That same year, lawmakers passed legislation requiring school districts to consider adding panic buttons inside their buildings and mandating all new and remodeled schools install bullet-resistant film on exterior entry and basement-level windows and doors.
However, some experts believe a lot of this technology often creates an illusion of enhanced safety rather than truly improving it.
“Often times when schools overinvest with target hardening with physical security products, technology, and hardware, it creates security theatre. It gives the perception of greater security; it makes people feel safer, but it doesn’t necessarily make them safer,” Trump said. “While the facts and merits vary, having analyzed the highest-profile mass school shootings, the allegations are failures of human factors: people, policies, procedures, training, communication, systems gaps, not allegations of failures of security hardware, products, and technology.”
Trump told News 2 the school security industry can be fueled by fear, and political, school, and community pressures. He believes good planning, training, preparedness, and prevention tools, including relationship building, mental health resources, and properly implemented school resource officer programs, are what truly keep schools safe, not only from school shootings, but also from more commonly occurring dangers in schools.
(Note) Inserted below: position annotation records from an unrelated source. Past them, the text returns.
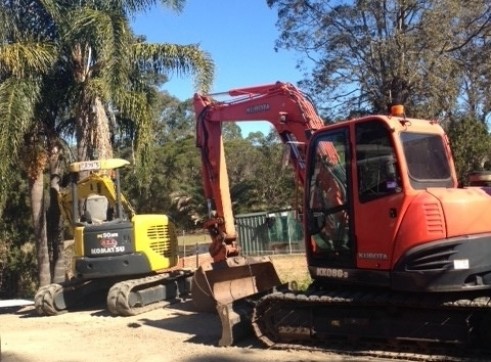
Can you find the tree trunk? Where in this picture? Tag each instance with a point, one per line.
(55, 222)
(36, 189)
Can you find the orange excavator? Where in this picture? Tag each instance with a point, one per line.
(397, 252)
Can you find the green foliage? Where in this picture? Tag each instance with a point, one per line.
(471, 144)
(17, 255)
(368, 54)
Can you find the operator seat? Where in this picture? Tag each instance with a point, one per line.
(96, 207)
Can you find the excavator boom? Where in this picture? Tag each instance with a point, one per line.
(231, 278)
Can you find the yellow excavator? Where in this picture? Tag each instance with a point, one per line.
(129, 259)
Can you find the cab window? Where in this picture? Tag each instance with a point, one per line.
(378, 174)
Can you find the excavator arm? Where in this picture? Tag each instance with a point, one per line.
(285, 107)
(232, 281)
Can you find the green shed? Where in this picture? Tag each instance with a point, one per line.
(276, 232)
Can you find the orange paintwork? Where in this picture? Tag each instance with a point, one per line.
(284, 107)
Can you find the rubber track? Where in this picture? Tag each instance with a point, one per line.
(44, 300)
(119, 294)
(380, 349)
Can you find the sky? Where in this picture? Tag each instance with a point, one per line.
(239, 35)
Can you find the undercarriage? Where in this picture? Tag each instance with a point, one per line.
(375, 323)
(122, 297)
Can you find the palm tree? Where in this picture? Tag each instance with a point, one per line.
(26, 55)
(88, 55)
(110, 71)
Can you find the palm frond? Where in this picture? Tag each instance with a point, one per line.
(17, 101)
(22, 59)
(183, 59)
(134, 6)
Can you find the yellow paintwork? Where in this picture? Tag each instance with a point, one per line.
(153, 235)
(96, 165)
(156, 237)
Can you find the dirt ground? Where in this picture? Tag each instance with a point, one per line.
(174, 333)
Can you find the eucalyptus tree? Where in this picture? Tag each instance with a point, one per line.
(368, 54)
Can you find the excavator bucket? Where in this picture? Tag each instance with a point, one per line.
(230, 287)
Of the $230 million the Tennessee General Assembly allotted for school safety, $178 million total went toward those resources, including $140 million to place a school resource officer in every school, $30 million for more than 100 Homeland Security agents to investigate incidents and threats at schools, and $8 million for additional school-based behavioral health liaisons.
“It really is a balance between hardware and heartwear,” Trump said. “The technology that supports the people part.”
Trump encourages school districts to “follow the money” and use critical thinking before investing in expensive, high-tech school security measures they may not even need.